Huawei – China’s AI world-beater

While these top-down aspirations might be dismissed as unrealistic, by some in the industry, in reality the Shenzhen-based communications giant Huawei is now the world leader in AI “training”.

 

Adding to its AI processor portfolio, which already included the company’s Ascend devices, in September 2019 Huawei released Atlas 900, the world’s fastest AI training cluster. Delivering the processing power of several thousand Ascend units, the Atlas 900 takes only 59.8 seconds to train ResNet-50, the gold standard for benchmarking AI training performance.
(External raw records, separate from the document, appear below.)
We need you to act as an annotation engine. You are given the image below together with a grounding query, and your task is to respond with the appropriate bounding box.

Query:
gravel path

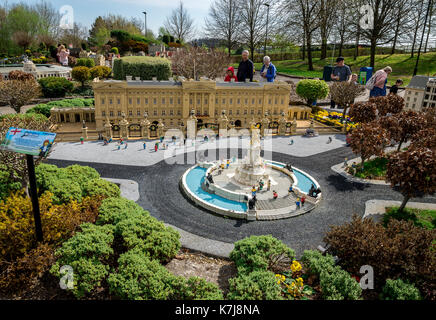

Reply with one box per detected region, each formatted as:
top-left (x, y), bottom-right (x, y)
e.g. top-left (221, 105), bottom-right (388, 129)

top-left (45, 145), bottom-right (436, 257)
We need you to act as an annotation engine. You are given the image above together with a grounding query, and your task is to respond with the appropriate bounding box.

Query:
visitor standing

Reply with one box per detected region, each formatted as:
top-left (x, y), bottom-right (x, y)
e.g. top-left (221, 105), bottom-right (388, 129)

top-left (389, 79), bottom-right (403, 95)
top-left (289, 139), bottom-right (294, 145)
top-left (236, 50), bottom-right (254, 83)
top-left (330, 57), bottom-right (352, 109)
top-left (57, 45), bottom-right (70, 66)
top-left (301, 195), bottom-right (306, 207)
top-left (288, 185), bottom-right (293, 194)
top-left (224, 66), bottom-right (238, 82)
top-left (267, 179), bottom-right (271, 191)
top-left (296, 198), bottom-right (301, 209)
top-left (124, 142), bottom-right (128, 149)
top-left (154, 143), bottom-right (158, 152)
top-left (226, 159), bottom-right (230, 169)
top-left (252, 186), bottom-right (257, 198)
top-left (260, 56), bottom-right (276, 83)
top-left (143, 142), bottom-right (146, 150)
top-left (369, 66), bottom-right (392, 97)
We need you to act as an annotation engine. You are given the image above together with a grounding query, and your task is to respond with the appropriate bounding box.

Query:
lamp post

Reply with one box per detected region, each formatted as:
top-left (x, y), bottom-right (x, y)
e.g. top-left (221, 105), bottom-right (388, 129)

top-left (142, 11), bottom-right (147, 38)
top-left (263, 3), bottom-right (270, 56)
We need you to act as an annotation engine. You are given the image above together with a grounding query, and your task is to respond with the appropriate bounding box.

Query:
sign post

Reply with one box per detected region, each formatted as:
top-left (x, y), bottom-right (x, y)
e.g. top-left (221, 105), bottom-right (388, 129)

top-left (0, 127), bottom-right (56, 242)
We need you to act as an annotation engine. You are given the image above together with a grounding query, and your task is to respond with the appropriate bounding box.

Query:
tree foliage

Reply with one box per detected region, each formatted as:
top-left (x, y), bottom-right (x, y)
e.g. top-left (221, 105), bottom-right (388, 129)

top-left (0, 79), bottom-right (41, 114)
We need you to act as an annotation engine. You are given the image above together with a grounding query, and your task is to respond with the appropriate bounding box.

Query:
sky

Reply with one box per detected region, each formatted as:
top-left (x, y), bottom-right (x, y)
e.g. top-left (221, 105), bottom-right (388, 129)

top-left (6, 0), bottom-right (213, 37)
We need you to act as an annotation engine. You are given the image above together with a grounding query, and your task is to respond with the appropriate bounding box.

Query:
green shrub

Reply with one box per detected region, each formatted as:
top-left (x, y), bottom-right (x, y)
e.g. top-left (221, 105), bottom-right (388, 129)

top-left (0, 165), bottom-right (22, 200)
top-left (230, 235), bottom-right (295, 274)
top-left (50, 223), bottom-right (114, 298)
top-left (107, 249), bottom-right (176, 300)
top-left (46, 178), bottom-right (82, 204)
top-left (113, 56), bottom-right (171, 81)
top-left (75, 58), bottom-right (95, 68)
top-left (25, 104), bottom-right (52, 117)
top-left (38, 77), bottom-right (74, 98)
top-left (72, 66), bottom-right (91, 87)
top-left (97, 197), bottom-right (145, 225)
top-left (110, 47), bottom-right (119, 55)
top-left (296, 79), bottom-right (329, 106)
top-left (170, 276), bottom-right (224, 300)
top-left (301, 250), bottom-right (362, 300)
top-left (115, 213), bottom-right (180, 263)
top-left (227, 271), bottom-right (283, 300)
top-left (84, 178), bottom-right (120, 198)
top-left (62, 164), bottom-right (100, 190)
top-left (381, 279), bottom-right (421, 300)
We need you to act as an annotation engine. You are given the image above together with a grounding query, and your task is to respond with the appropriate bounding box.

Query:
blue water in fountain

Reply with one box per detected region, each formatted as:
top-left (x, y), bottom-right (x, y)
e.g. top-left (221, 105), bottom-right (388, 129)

top-left (265, 161), bottom-right (317, 194)
top-left (185, 166), bottom-right (247, 212)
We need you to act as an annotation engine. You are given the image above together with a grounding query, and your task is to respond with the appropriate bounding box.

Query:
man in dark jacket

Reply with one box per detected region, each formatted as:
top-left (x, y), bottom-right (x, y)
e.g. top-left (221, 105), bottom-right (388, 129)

top-left (237, 50), bottom-right (254, 82)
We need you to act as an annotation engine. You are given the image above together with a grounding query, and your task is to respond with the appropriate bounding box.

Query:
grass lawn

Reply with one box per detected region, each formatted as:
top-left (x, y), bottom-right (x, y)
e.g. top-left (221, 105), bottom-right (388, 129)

top-left (384, 207), bottom-right (436, 230)
top-left (347, 157), bottom-right (387, 180)
top-left (232, 52), bottom-right (436, 86)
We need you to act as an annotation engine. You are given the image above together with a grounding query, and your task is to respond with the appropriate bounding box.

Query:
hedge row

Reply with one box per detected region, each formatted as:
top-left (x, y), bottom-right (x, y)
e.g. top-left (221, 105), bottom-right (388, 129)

top-left (113, 56), bottom-right (171, 81)
top-left (50, 197), bottom-right (223, 299)
top-left (26, 98), bottom-right (95, 118)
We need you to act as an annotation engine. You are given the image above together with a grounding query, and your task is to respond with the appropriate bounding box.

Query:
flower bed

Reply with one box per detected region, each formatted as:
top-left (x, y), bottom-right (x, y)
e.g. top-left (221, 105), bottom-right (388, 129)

top-left (313, 110), bottom-right (358, 129)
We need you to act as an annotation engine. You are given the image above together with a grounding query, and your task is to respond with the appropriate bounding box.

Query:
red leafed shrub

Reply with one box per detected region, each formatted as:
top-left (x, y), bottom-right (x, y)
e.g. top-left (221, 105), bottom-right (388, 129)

top-left (324, 215), bottom-right (436, 299)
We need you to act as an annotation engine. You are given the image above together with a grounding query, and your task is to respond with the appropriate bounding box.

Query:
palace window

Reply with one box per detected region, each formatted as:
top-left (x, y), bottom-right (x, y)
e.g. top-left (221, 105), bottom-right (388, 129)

top-left (275, 98), bottom-right (278, 104)
top-left (110, 111), bottom-right (114, 117)
top-left (178, 98), bottom-right (181, 105)
top-left (170, 98), bottom-right (173, 104)
top-left (229, 109), bottom-right (233, 115)
top-left (137, 98), bottom-right (140, 104)
top-left (259, 98), bottom-right (262, 104)
top-left (129, 110), bottom-right (133, 116)
top-left (251, 109), bottom-right (254, 115)
top-left (101, 98), bottom-right (105, 105)
top-left (258, 109), bottom-right (261, 115)
top-left (230, 98), bottom-right (233, 104)
top-left (145, 98), bottom-right (148, 104)
top-left (177, 109), bottom-right (181, 115)
top-left (222, 99), bottom-right (226, 104)
top-left (102, 111), bottom-right (106, 116)
top-left (137, 110), bottom-right (141, 116)
top-left (236, 109), bottom-right (240, 115)
top-left (118, 111), bottom-right (121, 116)
top-left (170, 109), bottom-right (174, 115)
top-left (162, 110), bottom-right (166, 115)
top-left (162, 98), bottom-right (166, 104)
top-left (109, 99), bottom-right (113, 105)
top-left (244, 109), bottom-right (248, 115)
top-left (205, 99), bottom-right (208, 105)
top-left (154, 110), bottom-right (158, 116)
top-left (237, 98), bottom-right (240, 104)
top-left (252, 98), bottom-right (255, 105)
top-left (216, 98), bottom-right (218, 104)
top-left (117, 99), bottom-right (121, 105)
top-left (245, 99), bottom-right (248, 104)
top-left (281, 99), bottom-right (284, 105)
top-left (268, 99), bottom-right (272, 104)
top-left (129, 98), bottom-right (132, 105)
top-left (154, 98), bottom-right (157, 104)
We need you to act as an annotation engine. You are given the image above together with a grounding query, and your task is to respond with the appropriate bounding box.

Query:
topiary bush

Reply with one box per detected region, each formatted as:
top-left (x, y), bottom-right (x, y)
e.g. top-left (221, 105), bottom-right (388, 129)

top-left (296, 79), bottom-right (329, 106)
top-left (113, 211), bottom-right (180, 263)
top-left (229, 235), bottom-right (295, 274)
top-left (97, 197), bottom-right (145, 225)
top-left (0, 164), bottom-right (22, 200)
top-left (83, 178), bottom-right (120, 198)
top-left (301, 250), bottom-right (362, 300)
top-left (113, 56), bottom-right (171, 81)
top-left (107, 249), bottom-right (175, 300)
top-left (381, 279), bottom-right (421, 300)
top-left (38, 77), bottom-right (74, 98)
top-left (75, 58), bottom-right (95, 68)
top-left (50, 223), bottom-right (114, 299)
top-left (170, 276), bottom-right (224, 300)
top-left (72, 66), bottom-right (91, 87)
top-left (47, 178), bottom-right (82, 204)
top-left (25, 103), bottom-right (53, 118)
top-left (227, 270), bottom-right (283, 300)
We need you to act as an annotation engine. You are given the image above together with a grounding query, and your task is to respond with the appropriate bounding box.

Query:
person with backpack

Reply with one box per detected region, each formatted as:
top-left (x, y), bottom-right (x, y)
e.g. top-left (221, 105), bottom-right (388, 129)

top-left (330, 57), bottom-right (352, 109)
top-left (260, 56), bottom-right (276, 82)
top-left (367, 66), bottom-right (392, 97)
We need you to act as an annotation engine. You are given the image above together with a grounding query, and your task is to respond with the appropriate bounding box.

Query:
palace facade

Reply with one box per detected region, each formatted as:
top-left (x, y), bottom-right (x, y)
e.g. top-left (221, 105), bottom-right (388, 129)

top-left (91, 79), bottom-right (309, 138)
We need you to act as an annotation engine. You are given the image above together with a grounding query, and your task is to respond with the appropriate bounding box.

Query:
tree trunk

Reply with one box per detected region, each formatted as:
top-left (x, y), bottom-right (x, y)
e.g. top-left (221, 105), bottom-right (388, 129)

top-left (397, 139), bottom-right (404, 151)
top-left (354, 26), bottom-right (360, 60)
top-left (306, 33), bottom-right (314, 71)
top-left (321, 37), bottom-right (327, 60)
top-left (302, 33), bottom-right (306, 60)
top-left (391, 16), bottom-right (401, 54)
top-left (370, 36), bottom-right (377, 68)
top-left (424, 0), bottom-right (433, 53)
top-left (399, 195), bottom-right (410, 212)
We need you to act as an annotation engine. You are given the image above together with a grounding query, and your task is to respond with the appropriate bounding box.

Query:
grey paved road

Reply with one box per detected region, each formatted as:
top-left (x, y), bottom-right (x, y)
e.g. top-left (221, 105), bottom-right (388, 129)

top-left (47, 146), bottom-right (436, 257)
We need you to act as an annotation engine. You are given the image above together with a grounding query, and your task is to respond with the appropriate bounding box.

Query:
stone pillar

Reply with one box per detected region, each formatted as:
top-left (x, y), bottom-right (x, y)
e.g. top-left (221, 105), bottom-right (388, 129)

This beats the previous world record by 10 seconds.

 

Atlas 900 is a powerhouse of AI computing and will bring new possibilities to different fields of scientific research and business innovation – anything from astronomy, weather forecasting, and autonomous driving, to oil exploration.

 

“The future of computing is a massive market worth more than two trillion US dollars,” said Ken Hu, Huawei’s Deputy Chairman. “We’ll keep investing with a strategy that focuses on four key areas. We will push the boundaries of architecture, invest in processors for all scenarios, keep clear business boundaries, and build an open ecosystem.”

 

AI by the BAT

China’s established triumvirate of internet leaders, Baidu, Alibaba and Tencent, collectively known as the BAT, have also been busy venturing into AI technology.

 

Online search specialist Baidu, the “Google of China”, is involved in three major AI-related ventures – Apollo, an ambitious open-source project in autonomous driving, global in scope; DuerOS, a voice-enabled digital assistant; and Baidu ABC, a ‘cloud’ platform for businesses.

 

Having built some AI credibility, in 2018 Baidu announced a partnership with Apple, Amazon, and Google. This four-cornered arrangement intends to establish best practices for AI, and study its social impact.

 

In September 2019, Alibaba announced an AI accelerator chip, the Hanguang 800. Built in a 12nm process, the Hanguang 800 contains 17 billion transistors and is capable of processing 78,563 images per second (IPS) and 500 IPS/W (images-per-second-per-Watt), when benchmarked in ResNet-50. On the strength of these results, Alibaba CTO Jeff Zhang claimed that the Hanguang 800 is 15 times more powerful than Nvidia’s T4 GPU and 46 times more powerful than the Nvidia P4 GPU.

 

Tencent is well known as the intelligence behind its hugely popular and versatile WeChat social media platform and for being the world’s largest video game publisher. Tencent launched an AI Lab in China in 2016 and then in 2017 opened an AI R&D centre in the US, in Bellevue, just across Lake Washington from Seattle, to work on speech recognition and natural language processing (NLP). Presumably this is the brainy tech that now enables users of WeChat to communicate while using different languages.